Aufgrund eines Fehlers beim Registergericht wird nicht die Gewerbetreibende Tina M. im Handelsregister eingetragen, sondern ihre Tochter Lina M. Erst als sie beim Kauf eines Grundstücks vom Verkäufer auf ihre vermeintliche Kaufmannseigenschaft angesprochen wird, erlangt L davon Kenntnis und klärt die Situation auf.

Einordnung des Falls

Kaufmann kraft Rechtsschein

Die Jurafuchs-Methode schichtet ab: Das sind die 4 wichtigsten Rechtsfragen, die es zu diesem Fall zu verstehen gilt

1. Nichtkaufleute, die wie ein Kaufmann auftreten, sind unter Umständen wie ein Kaufmann zu behandeln.

Ja!

Wenn ein Nichtkaufmann durch sein Auftreten im Rechts- und Geschäftsverkehr den Anschein erweckt, Kaufmann zu sein, muss er sich gutgläubigen Dritten gegenüber als Kaufmann behandeln lassen (Lehre vom „Scheinkaufmann“). Voraussetzung ist, dass er (1) einen objektiven Rechtsschein der Kaufmannseigenschaft (2) zurechenbar gesetzt hat und ein Dritter in seinem (3) schutzwürdigen Vertrauen auf den Rechtsschein (4) Dispositionen getroffen hat.
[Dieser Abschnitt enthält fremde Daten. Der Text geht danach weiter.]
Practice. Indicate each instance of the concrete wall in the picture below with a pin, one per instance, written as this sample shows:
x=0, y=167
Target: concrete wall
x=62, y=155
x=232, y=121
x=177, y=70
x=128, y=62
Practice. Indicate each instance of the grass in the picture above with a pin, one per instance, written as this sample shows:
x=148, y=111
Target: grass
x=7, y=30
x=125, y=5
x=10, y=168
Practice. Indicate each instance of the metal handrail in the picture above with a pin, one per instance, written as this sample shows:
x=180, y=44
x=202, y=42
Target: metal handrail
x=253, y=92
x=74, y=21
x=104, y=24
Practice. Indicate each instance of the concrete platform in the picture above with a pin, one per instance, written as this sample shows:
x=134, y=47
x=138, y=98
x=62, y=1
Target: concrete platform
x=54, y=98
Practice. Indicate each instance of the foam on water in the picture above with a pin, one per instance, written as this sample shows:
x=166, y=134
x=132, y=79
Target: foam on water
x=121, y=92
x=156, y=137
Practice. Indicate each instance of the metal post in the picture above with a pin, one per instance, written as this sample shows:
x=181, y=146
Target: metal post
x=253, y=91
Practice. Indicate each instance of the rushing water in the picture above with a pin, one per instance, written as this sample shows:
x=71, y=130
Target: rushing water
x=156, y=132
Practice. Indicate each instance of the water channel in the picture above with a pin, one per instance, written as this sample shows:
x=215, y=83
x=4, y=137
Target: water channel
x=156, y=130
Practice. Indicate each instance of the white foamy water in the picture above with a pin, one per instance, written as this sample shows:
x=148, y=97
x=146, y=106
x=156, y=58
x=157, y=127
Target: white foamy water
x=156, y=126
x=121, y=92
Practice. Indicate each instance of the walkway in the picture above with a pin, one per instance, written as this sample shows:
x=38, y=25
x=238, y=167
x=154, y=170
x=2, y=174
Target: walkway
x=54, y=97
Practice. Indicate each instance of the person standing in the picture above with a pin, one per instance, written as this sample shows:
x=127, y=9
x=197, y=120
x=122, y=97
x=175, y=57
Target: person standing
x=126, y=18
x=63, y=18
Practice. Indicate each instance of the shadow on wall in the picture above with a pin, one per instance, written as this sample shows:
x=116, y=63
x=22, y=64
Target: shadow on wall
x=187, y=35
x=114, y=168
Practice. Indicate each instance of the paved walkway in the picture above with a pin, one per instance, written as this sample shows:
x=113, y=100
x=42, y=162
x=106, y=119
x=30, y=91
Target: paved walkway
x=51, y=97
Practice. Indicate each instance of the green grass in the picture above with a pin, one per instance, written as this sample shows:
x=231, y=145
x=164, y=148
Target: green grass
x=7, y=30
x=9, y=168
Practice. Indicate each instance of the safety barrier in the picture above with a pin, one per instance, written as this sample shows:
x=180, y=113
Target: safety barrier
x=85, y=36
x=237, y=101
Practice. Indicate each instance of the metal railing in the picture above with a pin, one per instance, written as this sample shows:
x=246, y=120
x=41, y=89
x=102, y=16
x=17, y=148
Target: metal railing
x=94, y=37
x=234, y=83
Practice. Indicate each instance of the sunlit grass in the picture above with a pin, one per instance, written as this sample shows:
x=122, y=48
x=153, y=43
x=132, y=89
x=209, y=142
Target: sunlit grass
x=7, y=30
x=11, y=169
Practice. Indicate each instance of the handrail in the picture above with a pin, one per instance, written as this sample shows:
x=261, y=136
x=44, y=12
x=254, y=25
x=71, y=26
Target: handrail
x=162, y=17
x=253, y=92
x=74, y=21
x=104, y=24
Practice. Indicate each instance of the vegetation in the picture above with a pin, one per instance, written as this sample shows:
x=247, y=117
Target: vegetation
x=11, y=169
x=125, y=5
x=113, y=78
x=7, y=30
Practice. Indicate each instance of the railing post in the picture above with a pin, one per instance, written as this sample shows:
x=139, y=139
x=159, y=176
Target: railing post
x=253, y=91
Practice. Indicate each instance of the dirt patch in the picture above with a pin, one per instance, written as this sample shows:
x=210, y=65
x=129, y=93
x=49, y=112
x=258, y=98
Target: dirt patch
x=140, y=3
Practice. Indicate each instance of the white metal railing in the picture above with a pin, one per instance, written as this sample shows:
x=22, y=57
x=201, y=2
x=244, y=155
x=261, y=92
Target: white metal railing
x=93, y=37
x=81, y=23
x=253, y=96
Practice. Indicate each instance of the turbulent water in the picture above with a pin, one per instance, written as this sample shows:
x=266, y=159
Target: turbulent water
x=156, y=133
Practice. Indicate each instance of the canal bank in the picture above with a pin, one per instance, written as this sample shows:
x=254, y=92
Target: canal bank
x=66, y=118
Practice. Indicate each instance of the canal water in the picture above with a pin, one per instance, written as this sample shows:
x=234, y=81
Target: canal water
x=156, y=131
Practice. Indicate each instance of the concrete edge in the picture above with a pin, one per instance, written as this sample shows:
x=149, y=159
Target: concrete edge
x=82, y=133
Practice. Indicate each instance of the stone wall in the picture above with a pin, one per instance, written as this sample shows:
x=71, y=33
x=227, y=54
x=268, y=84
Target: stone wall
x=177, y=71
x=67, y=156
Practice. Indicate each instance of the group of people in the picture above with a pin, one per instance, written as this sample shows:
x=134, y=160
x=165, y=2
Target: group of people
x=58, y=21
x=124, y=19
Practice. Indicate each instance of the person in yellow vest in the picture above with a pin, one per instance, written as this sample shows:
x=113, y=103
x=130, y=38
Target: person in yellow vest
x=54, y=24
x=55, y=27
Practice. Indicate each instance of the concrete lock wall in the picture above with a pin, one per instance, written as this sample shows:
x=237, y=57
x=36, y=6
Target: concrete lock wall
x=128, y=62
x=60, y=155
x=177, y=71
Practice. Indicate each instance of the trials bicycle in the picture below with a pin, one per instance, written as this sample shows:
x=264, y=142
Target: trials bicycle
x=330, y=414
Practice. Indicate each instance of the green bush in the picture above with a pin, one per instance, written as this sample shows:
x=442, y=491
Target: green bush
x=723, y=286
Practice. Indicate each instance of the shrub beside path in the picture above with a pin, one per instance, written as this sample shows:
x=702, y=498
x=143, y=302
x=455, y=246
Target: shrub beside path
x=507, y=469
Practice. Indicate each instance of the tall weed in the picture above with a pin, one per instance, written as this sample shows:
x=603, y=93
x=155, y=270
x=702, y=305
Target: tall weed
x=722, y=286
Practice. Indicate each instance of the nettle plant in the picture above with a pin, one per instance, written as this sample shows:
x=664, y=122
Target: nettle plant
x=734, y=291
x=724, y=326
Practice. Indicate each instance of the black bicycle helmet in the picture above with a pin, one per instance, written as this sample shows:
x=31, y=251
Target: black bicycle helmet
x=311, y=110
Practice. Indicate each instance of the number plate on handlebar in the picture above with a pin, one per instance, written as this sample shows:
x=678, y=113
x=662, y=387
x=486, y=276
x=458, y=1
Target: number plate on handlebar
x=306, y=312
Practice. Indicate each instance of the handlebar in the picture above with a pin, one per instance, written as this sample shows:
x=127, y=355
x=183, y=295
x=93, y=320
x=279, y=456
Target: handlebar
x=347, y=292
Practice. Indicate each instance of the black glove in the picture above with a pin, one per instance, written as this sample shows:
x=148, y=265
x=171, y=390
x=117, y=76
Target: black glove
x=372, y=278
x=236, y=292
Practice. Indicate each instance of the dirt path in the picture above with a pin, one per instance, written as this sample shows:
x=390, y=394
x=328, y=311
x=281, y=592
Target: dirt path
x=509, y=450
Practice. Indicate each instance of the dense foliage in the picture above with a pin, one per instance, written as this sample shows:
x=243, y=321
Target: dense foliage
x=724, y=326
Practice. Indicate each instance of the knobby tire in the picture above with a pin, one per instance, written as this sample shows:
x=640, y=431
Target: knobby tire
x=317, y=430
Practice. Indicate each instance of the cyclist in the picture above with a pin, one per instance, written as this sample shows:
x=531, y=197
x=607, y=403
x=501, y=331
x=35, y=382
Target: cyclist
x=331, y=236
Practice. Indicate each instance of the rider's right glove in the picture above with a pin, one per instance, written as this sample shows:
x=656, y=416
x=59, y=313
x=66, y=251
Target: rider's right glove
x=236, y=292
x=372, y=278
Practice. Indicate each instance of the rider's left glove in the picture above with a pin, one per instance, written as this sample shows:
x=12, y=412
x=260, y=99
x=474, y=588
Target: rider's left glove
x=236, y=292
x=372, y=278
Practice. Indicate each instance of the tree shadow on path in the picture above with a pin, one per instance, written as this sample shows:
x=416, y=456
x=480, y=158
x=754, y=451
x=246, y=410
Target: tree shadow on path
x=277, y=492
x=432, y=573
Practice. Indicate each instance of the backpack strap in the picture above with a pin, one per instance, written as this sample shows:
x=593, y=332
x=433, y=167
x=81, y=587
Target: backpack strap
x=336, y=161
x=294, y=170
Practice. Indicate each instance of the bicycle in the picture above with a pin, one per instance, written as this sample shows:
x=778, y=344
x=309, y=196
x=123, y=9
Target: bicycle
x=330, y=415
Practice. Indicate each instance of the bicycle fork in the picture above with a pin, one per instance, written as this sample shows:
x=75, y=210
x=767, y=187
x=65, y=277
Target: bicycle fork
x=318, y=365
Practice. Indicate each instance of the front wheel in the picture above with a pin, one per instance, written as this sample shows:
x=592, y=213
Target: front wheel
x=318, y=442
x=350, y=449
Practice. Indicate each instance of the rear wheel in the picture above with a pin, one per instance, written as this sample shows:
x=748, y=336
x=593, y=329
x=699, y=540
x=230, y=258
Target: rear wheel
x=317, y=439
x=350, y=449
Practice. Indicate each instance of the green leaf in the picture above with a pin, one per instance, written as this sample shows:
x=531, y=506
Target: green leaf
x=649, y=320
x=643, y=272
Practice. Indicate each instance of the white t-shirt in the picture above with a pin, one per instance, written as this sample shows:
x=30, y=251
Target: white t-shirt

2. Lina Müller ist Kaufmann kraft Eintragung im Handelsregister (§ 5 HGB).

Nein, das ist nicht der Fall!

Voraussetzung für die Kaufmannseigenschaft kraft Eintragung (§ 5 HGB) ist, dass ein Gewerbe mit seiner Firma im Handelsregister eingetragen ist. Für dieses wird unabhängig von seiner tatsächlichen Geschäftstätigkeit die Eigenschaft als Handelsgewerbe fingiert und der Gewerbetreibende ist Kaufmann (§ 5 HGB). L betreibt kein Gewerbe und kann deshalb trotz Eintragung im Handelsregister nicht Kaufmann sein.

3. Für den Grundstücksverkäufer besteht zunächst der Rechtsschein, L sei Kaufmann.

Ja, in der Tat!

Ein objektiver Rechtsschein für die Kaufmannseigenschaft wird durch Auftreten nach außen gesetzt, durch welches bei Dritten der Eindruck erweckt wird, der Handelnde sei Kaufmann. Dies kann durch ausdrückliche oder konkludente Erklärungen, die Verwendung kaufmännischer Rechtsinstitute (beispielsweise die Erteilung von Prokura, § 48 HGB) oder tatsächliches Verhalten erfolgen. L ist im Handelsregister als Kaufmann eingetragen. Hierdurch wird bei Personen, die Einsicht in das Handelsregister nehmen, der Eindruck erweckt, sie sei tatsächlich Kaufmann.

4. L hat den Rechtsschein, sie sei Kaufmann, zurechenbar erzeugt.

Nein!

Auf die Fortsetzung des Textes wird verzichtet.